China has invested heavily in Africa in recent decades, including in infrastructure and resource development, while Russian influence has also grown, including through the deployment of troops from Russia’s private military contractor Wagner Group to aid governments in several countries.
“On this trip I intend to do work that is focused on increasing investments here on the continent and facilitating economic growth and opportunity,” Harris said shortly after touching down in Ghana, the first destination in a trip that will include visits to Tanzania and Zambia.
The administration of U.S. President Joe Biden has sought to strengthen ties with Africa, in part to offer an alternative to rival powers.
In December, ahead of a U.S.-Africa summit, the U.S. committed $55 billion to the continent over the next three years.
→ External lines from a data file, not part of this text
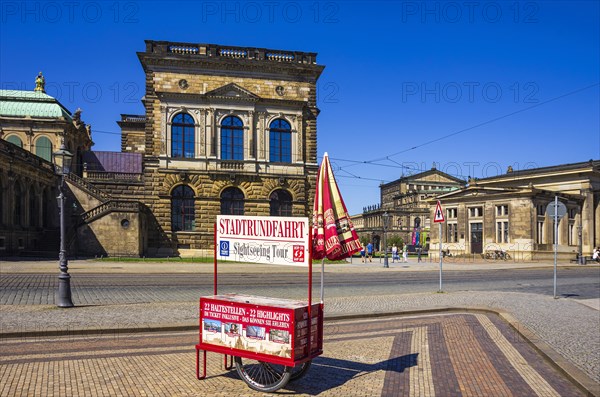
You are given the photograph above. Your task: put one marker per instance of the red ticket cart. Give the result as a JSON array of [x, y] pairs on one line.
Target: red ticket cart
[[272, 341]]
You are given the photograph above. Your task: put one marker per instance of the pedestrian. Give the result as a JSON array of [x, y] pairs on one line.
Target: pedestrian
[[370, 252]]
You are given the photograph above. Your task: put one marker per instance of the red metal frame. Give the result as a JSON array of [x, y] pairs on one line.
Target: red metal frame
[[227, 351]]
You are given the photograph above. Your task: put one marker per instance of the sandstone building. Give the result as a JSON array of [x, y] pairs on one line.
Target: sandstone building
[[405, 201], [226, 130], [508, 212], [32, 126]]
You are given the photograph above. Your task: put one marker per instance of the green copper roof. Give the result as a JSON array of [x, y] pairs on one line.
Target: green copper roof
[[16, 103]]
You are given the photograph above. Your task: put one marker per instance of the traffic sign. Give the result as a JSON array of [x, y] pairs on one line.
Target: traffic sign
[[439, 214]]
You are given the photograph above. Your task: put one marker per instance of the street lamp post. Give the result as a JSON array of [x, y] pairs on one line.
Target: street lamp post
[[580, 259], [62, 161], [386, 218]]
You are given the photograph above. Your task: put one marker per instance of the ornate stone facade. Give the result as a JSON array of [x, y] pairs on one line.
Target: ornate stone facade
[[405, 200], [208, 85], [508, 212], [32, 127]]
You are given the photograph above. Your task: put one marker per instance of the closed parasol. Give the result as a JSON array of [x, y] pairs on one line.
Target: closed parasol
[[334, 236]]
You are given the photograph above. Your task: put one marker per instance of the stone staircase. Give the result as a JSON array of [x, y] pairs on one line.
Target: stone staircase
[[95, 205]]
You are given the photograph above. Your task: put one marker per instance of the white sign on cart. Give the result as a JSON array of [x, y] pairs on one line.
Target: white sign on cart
[[263, 239]]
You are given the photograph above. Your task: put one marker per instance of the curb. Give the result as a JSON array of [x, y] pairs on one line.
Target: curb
[[579, 378]]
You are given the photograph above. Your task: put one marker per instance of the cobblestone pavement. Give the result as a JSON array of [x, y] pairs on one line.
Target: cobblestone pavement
[[567, 330], [460, 354]]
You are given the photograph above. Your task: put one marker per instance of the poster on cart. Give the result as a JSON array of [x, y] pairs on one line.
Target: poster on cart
[[263, 239], [269, 326]]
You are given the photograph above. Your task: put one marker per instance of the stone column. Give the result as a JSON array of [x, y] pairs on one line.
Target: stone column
[[261, 136], [211, 132], [588, 222], [251, 135], [165, 147], [597, 219], [298, 152]]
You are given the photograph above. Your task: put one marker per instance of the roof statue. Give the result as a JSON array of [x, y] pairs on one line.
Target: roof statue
[[40, 83]]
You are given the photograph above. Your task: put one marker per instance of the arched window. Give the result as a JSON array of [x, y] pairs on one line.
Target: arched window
[[182, 136], [281, 203], [33, 208], [43, 148], [280, 141], [15, 140], [232, 201], [183, 216], [232, 138], [2, 193], [18, 204]]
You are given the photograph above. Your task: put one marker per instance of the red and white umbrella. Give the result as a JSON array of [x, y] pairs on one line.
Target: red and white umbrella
[[334, 236]]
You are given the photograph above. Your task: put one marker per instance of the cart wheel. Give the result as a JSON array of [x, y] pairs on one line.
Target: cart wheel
[[300, 370], [297, 372], [263, 376]]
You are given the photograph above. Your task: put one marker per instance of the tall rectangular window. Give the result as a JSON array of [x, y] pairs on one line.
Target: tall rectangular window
[[452, 233], [502, 232], [540, 232]]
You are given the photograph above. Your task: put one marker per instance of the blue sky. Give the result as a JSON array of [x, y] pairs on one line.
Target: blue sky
[[472, 86]]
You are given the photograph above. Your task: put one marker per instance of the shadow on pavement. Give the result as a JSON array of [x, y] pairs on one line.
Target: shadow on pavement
[[328, 373]]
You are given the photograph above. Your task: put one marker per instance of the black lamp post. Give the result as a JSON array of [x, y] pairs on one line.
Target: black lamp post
[[581, 260], [62, 163], [386, 218]]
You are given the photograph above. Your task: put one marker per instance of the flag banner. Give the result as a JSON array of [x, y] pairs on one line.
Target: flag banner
[[334, 236]]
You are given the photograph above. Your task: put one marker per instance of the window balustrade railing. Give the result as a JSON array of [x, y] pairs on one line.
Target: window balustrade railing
[[113, 176], [111, 206]]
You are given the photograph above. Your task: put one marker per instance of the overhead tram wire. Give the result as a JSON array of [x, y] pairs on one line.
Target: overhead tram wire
[[373, 162]]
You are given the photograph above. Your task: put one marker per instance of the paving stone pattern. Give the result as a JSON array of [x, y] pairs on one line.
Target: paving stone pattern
[[435, 355]]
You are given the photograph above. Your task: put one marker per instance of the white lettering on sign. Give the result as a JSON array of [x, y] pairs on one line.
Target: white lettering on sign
[[262, 228]]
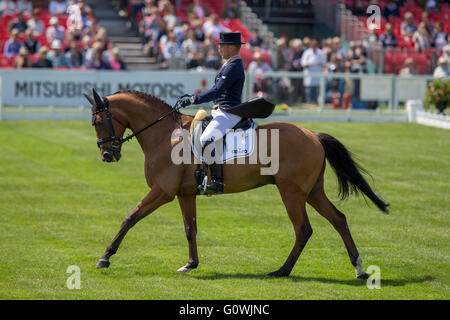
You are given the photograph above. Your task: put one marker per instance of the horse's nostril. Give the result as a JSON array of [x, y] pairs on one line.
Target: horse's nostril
[[107, 157]]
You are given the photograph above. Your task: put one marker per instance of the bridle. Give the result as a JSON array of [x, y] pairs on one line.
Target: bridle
[[116, 141]]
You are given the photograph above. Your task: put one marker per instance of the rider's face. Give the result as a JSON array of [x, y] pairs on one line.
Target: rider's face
[[227, 50]]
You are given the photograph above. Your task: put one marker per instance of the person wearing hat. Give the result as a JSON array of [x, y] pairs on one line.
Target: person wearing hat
[[226, 92], [442, 70], [54, 31]]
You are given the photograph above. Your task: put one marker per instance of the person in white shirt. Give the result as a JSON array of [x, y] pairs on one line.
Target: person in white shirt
[[7, 7], [57, 7], [25, 6], [35, 24], [442, 70], [312, 61], [214, 27]]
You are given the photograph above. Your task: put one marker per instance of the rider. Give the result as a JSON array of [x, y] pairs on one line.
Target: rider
[[226, 92]]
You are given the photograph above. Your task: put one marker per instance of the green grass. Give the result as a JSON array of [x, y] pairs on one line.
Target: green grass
[[62, 206]]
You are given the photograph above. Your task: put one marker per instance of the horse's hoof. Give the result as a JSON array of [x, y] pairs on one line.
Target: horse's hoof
[[184, 269], [363, 276], [102, 263], [278, 274]]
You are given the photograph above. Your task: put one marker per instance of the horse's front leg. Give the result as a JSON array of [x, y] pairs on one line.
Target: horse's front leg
[[156, 198], [188, 209]]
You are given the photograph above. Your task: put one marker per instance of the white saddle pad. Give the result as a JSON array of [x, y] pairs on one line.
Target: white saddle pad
[[238, 143]]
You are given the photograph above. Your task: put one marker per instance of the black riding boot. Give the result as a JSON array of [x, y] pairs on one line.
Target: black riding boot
[[216, 185]]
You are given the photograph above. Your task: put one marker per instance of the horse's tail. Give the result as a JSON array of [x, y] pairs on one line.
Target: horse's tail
[[348, 171]]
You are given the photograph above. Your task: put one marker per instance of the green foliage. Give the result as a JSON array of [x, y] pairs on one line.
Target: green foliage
[[62, 206], [438, 94]]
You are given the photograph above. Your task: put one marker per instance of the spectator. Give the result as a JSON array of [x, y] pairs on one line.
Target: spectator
[[408, 69], [7, 7], [426, 21], [371, 38], [23, 59], [54, 31], [422, 38], [169, 16], [198, 29], [18, 23], [115, 61], [336, 48], [442, 69], [446, 52], [408, 27], [255, 39], [57, 7], [214, 27], [358, 8], [358, 57], [231, 10], [440, 36], [25, 6], [43, 61], [258, 67], [137, 5], [56, 55], [74, 57], [312, 61], [212, 60], [12, 45], [35, 23], [198, 9], [98, 61], [149, 25], [30, 43], [388, 38], [391, 9], [431, 6], [193, 50]]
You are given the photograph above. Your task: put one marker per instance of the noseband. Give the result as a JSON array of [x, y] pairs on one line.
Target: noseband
[[117, 141]]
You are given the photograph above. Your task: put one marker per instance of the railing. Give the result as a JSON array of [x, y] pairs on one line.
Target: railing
[[391, 89]]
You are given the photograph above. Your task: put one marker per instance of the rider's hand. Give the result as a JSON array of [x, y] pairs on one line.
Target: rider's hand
[[186, 101]]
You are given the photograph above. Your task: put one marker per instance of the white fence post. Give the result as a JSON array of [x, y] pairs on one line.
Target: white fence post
[[1, 102]]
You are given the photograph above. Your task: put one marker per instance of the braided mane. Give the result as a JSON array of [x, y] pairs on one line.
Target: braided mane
[[148, 98]]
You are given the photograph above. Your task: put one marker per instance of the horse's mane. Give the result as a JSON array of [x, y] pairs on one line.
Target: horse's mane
[[146, 97]]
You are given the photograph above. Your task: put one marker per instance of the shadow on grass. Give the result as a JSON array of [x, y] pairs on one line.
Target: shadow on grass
[[353, 282]]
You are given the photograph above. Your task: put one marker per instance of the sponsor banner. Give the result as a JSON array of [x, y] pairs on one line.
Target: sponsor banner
[[378, 88], [66, 87]]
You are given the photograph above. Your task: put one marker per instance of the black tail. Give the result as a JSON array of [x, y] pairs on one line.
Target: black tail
[[348, 171]]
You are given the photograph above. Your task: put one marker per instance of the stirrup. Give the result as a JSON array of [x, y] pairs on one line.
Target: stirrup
[[215, 187]]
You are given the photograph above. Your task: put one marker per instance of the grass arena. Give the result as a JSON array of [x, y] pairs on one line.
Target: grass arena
[[61, 205]]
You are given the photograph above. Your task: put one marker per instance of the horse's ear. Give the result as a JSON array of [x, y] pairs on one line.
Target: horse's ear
[[98, 101], [90, 99]]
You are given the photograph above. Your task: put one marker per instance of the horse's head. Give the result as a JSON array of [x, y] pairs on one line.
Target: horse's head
[[109, 133]]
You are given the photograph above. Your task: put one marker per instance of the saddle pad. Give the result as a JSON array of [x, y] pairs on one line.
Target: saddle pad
[[237, 143]]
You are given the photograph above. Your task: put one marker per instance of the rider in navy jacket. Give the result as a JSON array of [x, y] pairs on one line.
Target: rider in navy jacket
[[228, 86]]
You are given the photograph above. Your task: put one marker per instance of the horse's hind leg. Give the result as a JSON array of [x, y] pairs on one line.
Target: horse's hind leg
[[319, 201], [150, 203], [188, 209], [294, 202]]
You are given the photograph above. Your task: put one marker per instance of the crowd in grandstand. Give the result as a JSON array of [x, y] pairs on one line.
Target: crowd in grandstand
[[65, 35]]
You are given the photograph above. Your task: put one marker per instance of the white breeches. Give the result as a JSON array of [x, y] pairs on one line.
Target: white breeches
[[217, 128]]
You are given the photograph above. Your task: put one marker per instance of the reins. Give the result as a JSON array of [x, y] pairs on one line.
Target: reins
[[118, 141]]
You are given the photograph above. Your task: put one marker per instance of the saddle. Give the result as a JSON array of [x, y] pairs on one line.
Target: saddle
[[237, 143]]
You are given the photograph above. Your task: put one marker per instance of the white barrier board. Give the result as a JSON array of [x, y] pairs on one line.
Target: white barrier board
[[376, 88], [66, 88]]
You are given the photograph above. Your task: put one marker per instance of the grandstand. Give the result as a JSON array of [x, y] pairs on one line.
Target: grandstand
[[181, 35]]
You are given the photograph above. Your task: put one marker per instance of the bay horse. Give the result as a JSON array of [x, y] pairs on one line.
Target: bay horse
[[300, 177]]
Secretary of State Antony Blinken announced $150 million in new humanitarian aid for Africa’s Sahel region during a visit to Niger this month.
Biden is yet to visit Africa as president.
On this trip, Harris will also discuss China’s engagement in technology and economic issues in Africa that concern the United States, as well as China’s involvement in debt restructuring, senior U.S. officials said last week.
Harris will meet Ghana President Nana Akufo-Addo this week and will visit a former slave castle from which slaves were sent to America during the slave trade era.
Harris will be in Ghana from March 26-29, then in Tanzania from March 29-31. Her final stop is Zambia, on March 31 and April 1. She will meet with the three countries’ presidents and plans to announce public- and private-sector investments.